Setting the stage, Individualism in America

 Liberalism, another word that has been taken hostage by political factions these days, or Classical Liberalism, Libertarianism and Individualism, or Anarchy,  has roots in America going back 400 years.
 The early Americans who we are told left England to find “religious freedom” created the exact opposite. The Puritans in Massachusetts had set up a religious oligarchy that was more oppressive than anything they had left. Not only was the Puritan theology forced on you from the church, but the civil government also enforced all the Puritan edicts. If you didn’t come to church, you were whipped.  Nothing could be said against either the church or the civil government, (which were one and the same) or you were whipped, banished, or put to death. You were free to believe what they wanted you to, but it ended there. The regulations put on the people were so extreme you could hardly move without violating a law (sounds oddly familiar). The Oligarchy saw the brainwashing of the youth as its best protection of its power, so it instituted the first mandatory public schools in America, with the stated intent of training “obedient” subjects.
Not all subjects were allowed to join the church, and only church members were allowed to vote for the rulers, another way to solidify their power.

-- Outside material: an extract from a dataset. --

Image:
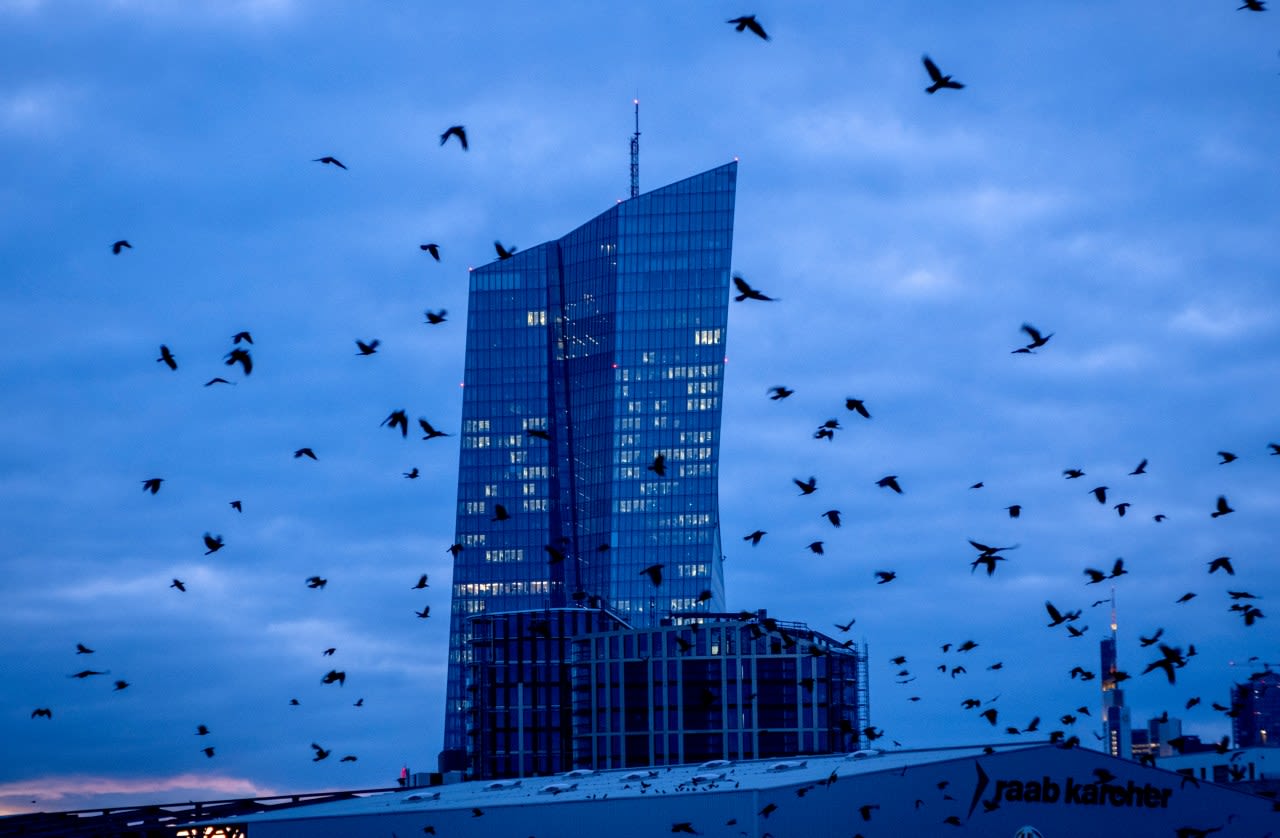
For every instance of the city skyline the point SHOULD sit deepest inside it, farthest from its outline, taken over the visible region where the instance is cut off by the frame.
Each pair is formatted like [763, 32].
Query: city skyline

The Reverend Urian Oakes gave the thought of the rulers of that day: “The loud outcry of some is for Liberty of conscience …I look upon this unbounded toleration as the firstborn of abominations.” So here is what was faced by the settlers of the new world.
But I would submit that wherever there is Tyranny, there is a Resistance, and these Puritans leaders suffered from an inner contradiction: their own protestant tenant of the Individual being able to interpret the Bible without ecclesiastical decree. And that Spirit of Individualism would soon spread not only to religion, but to civil society as well.